Theatre review: The Importance of Being Earnest

By Larissa Albuquerque

Wilde wit comes alive with a contemporary twist on the dialogue that makes it more accessible to the average sense of humour

Energy runs high in the Arts Club production of what is considered by many to be Oscar Wilde’s funniest play. Oversized props and set decoration popping with colour creates a surreal aesthetic in the late 19th century setting.

The Importance of Being Earnest is a clever satire on Victorian high society, marriage, class, and wealth. Two wealthy young men, Jack Worthing of the countryside, and city boy Algernon Moncrieff, both assume the alias of Ernest in order to behave as they please without ruining their important reputation. Both with very different personalities and outlooks on life find themselves in a rather sticky situation when they run into each other pretending to be the same person, with their respective love interests by their side. Confusion arises and tension builds as the two conjure up ways around this mess.

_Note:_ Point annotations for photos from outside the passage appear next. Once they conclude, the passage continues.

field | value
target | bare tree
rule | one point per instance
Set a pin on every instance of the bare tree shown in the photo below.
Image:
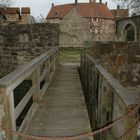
(6, 3)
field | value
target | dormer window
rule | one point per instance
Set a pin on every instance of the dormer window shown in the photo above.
(56, 13)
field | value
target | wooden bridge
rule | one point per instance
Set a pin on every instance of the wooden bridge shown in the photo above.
(44, 98)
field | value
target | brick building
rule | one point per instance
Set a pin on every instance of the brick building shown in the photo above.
(120, 13)
(15, 15)
(97, 15)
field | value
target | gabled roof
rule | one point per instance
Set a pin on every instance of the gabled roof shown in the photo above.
(25, 10)
(85, 9)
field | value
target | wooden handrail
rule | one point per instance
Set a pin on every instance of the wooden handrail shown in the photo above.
(31, 71)
(113, 82)
(14, 78)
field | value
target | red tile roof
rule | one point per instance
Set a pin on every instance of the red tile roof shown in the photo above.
(10, 10)
(85, 9)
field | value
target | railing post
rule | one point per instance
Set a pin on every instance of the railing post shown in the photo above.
(7, 113)
(36, 85)
(138, 133)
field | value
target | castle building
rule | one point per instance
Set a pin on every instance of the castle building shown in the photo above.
(97, 15)
(15, 15)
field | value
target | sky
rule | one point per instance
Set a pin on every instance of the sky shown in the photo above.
(42, 7)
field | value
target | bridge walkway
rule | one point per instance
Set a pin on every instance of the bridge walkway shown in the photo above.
(62, 111)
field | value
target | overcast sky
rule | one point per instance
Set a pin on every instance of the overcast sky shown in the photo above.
(43, 6)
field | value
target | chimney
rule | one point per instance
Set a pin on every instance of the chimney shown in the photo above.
(76, 1)
(118, 7)
(52, 4)
(91, 1)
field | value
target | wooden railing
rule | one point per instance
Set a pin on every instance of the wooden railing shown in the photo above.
(105, 97)
(36, 75)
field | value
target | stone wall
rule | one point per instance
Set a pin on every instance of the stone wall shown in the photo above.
(122, 28)
(21, 43)
(121, 59)
(74, 30)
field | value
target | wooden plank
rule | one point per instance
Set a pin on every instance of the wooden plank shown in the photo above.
(13, 79)
(23, 102)
(62, 111)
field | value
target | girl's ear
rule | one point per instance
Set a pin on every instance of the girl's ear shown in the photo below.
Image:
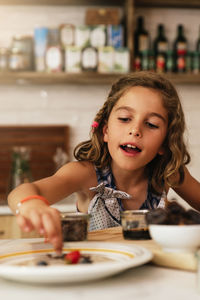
(161, 150)
(105, 133)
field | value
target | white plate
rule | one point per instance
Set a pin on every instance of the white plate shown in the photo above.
(121, 257)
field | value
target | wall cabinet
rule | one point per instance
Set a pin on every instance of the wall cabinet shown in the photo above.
(129, 7)
(9, 229)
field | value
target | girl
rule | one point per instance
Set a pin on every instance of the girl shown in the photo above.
(135, 154)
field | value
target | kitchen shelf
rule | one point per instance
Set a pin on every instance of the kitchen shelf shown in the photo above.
(88, 78)
(85, 78)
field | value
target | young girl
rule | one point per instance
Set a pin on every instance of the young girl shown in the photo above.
(135, 154)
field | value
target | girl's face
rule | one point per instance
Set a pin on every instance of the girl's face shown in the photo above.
(136, 128)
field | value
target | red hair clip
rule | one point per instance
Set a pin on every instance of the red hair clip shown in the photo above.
(95, 124)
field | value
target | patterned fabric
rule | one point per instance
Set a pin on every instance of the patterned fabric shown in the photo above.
(106, 206)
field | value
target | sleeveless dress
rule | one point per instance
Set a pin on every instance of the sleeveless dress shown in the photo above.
(106, 206)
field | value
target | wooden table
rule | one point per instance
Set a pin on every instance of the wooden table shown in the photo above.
(183, 261)
(146, 282)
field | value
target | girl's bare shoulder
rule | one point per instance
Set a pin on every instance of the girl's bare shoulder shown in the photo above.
(81, 171)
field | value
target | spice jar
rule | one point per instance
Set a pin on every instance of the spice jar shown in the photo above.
(74, 226)
(134, 225)
(24, 44)
(4, 54)
(17, 60)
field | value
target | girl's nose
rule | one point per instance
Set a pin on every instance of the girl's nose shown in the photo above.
(135, 132)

Ryan Beil, who has a long history as an improv comedian and goofy trainee in A&W commercials, lived up to his quirky persona as Jack. As Algernon, Charlie Gallant’s delivery of Wilde’s language is pitch perfect and his comic timing is flawless.  The chemistry amongst them all is superb as they feed off of each other’s energy from line to line, gesture to gesture.

Those more attached to Oscar Wilde’s raw version of Earnest might be critical of director David Mackay’s liberties with Wilde’s humour, throwing in vulgar jokes here and there, adding in shouting and food fights where there was none in the original script. While it does allow the dialogue to be more relatable to everyone, regardless of whether they own a monocle, and most will be laughing from start to end, one has to wonder whether Mackay’s addition of his own subtly vulgar puns was written specifically to broaden its appeal with a contemporary audience. Judged apart from its context as a play written for 1895, stellar comic performance, creative direction, and production value gives Earnest an ubiquitous appeal for the young and hip, as was evident in the demographics of the opening night audience.


The Importance of Being Earnest runs at the Stanley Industrial Alliance Stage until April 15.